Electric vehicles are poised to overcome three big speed bumps over the next five years: cost, supply and driving range.
One of the pioneering car makers in the modern electric car era, Mitsubishi, says production of batteries will increase by more than 10-fold by 2015, and new technology will make them more efficient – meaning you'll be able to drive further between recharges.
At the launch of the retail edition of the i-MiEV this week the vice president of corporate strategy for Mitsubishi Australia, Paul Stevenson, said Mitsubishi was increasing its battery production from 10,000 units a year to 50,000 in the next 12 months – with a further, larger surge in capacity by 2015.
"Economies of scale are key to the price of the car," Stevenson said. "When you have scale the cost comes down."
He also said battery performance would improve by 600 per cent by the end of the decade.

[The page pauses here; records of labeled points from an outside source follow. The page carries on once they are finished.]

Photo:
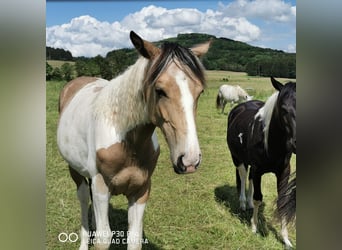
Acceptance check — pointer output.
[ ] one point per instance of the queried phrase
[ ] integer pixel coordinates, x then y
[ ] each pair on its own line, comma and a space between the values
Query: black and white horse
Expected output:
263, 136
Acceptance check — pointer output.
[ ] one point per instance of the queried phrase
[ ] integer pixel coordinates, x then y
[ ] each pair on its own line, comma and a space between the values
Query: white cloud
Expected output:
271, 10
87, 36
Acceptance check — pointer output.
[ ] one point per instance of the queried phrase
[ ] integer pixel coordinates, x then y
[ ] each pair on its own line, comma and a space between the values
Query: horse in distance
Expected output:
106, 131
263, 136
232, 94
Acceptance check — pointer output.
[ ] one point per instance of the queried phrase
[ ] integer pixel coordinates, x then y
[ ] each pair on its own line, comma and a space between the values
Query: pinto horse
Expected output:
106, 131
263, 136
233, 94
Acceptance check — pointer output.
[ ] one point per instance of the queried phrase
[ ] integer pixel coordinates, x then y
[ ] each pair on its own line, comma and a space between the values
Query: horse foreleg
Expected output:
101, 197
83, 197
250, 192
243, 174
136, 208
285, 234
257, 199
282, 183
223, 106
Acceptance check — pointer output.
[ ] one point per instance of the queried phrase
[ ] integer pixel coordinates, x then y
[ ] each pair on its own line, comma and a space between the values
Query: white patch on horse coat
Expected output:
155, 141
265, 114
73, 137
187, 101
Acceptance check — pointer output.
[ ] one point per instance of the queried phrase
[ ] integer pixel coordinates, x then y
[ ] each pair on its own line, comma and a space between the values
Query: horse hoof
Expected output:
288, 244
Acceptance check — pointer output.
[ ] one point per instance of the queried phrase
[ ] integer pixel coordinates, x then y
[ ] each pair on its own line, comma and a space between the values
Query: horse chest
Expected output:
126, 169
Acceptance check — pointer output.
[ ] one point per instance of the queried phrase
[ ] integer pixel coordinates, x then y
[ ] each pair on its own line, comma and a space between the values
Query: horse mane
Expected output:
265, 114
182, 57
121, 101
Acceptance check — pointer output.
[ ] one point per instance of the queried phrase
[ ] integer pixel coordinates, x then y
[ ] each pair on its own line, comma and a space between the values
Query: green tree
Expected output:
57, 74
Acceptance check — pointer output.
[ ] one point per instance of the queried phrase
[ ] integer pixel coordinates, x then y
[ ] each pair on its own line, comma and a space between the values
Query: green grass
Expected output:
197, 211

The company showed a graph using data from the US Department of Energy which illustrated the weight of a battery pack required to make a vehicle travel 160km between recharges.

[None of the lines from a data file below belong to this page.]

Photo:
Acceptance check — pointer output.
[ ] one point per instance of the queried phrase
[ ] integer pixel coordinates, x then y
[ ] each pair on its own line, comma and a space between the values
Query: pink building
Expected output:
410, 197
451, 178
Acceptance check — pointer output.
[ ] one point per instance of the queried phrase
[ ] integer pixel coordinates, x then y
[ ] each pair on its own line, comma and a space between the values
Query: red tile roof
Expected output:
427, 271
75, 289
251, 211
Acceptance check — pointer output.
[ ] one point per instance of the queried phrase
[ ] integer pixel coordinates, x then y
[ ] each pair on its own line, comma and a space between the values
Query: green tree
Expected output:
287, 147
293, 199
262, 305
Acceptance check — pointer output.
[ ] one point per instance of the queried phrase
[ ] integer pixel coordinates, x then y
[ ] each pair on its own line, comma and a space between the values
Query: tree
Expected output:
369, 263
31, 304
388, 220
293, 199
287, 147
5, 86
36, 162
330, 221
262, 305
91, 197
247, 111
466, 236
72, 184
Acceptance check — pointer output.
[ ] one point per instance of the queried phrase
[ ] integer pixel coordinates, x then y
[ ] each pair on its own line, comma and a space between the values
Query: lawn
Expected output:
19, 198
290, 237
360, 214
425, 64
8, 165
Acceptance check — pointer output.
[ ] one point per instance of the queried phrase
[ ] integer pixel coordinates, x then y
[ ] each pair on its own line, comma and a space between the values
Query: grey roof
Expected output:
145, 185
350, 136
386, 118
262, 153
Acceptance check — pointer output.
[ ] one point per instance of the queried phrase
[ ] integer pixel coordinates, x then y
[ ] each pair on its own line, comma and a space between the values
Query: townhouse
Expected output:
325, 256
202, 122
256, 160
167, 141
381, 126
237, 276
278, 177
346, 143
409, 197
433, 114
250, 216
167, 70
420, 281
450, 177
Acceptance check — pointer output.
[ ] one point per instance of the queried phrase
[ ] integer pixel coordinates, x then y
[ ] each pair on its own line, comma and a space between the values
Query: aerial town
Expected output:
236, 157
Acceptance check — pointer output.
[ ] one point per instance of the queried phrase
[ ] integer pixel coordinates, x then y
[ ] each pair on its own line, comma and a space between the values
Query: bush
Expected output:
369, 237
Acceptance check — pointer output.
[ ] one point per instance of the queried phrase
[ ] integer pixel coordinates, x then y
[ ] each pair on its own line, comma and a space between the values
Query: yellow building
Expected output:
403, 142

Today's typical electric-car battery pack weighs more than 300kg, but a battery pack for a family-sized car in 2015 will weigh a little over 200kg – and by 2020 will weigh just 55kg to travel 160km the data showed.
Stevenson said this will give car makers the option of reducing battery weight – or maintaining battery weight and increasing range.

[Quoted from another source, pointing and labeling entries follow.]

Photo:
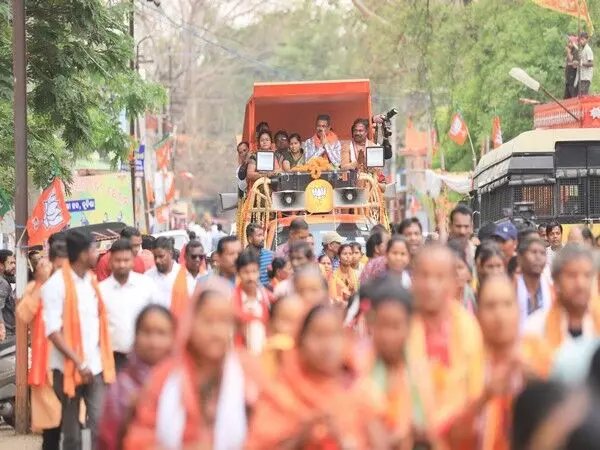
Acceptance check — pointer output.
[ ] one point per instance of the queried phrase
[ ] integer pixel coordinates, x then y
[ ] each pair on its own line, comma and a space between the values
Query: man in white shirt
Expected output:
87, 373
570, 317
125, 294
165, 271
586, 65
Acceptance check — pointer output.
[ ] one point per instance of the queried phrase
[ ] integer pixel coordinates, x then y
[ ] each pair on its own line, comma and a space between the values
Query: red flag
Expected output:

For example, four 55kg batteries of the future (220kg, similar to the i-MiEV's current battery pack weight), would give the i-MiEV a driving range of 640km.
Another graph using data from the US Department of Energy showed the manufacturing cost of battery packs would fall by 70 per cent by 2015.
Today's battery packs typically cost in excess of $33,000 but that cost will halve by 2012, drop to $10,000 by 2015 -- and to $5000 by 2020.
"This will very quickly solve the cost and range anxiety issues," says Stevenson. "Eventually there will be no penalty for driving an electric car."
Stevenson also cited a recent study by respected research firm AustraliaScan which showed that 70 per cent of Australian car buyers have a "leaning towards" an environmental car.
"They want it, but don't want to pay [a premium] for it," he said. "If we can resolve those issues there is a ready market."
He said electric cars needed to make "financial sense as well as environmental sense. We only need to look at the solar panel example to see that."
Despite overseas reports that there are not enough precious metals to make the number of lithium ion batteries that the car industry is forecasting, Stevenson said Mitsubishi had good supply, with joint ventures with mining companies in Japan and West Australia.
"Australia is the second largest source [of lithium] on the planet," he said.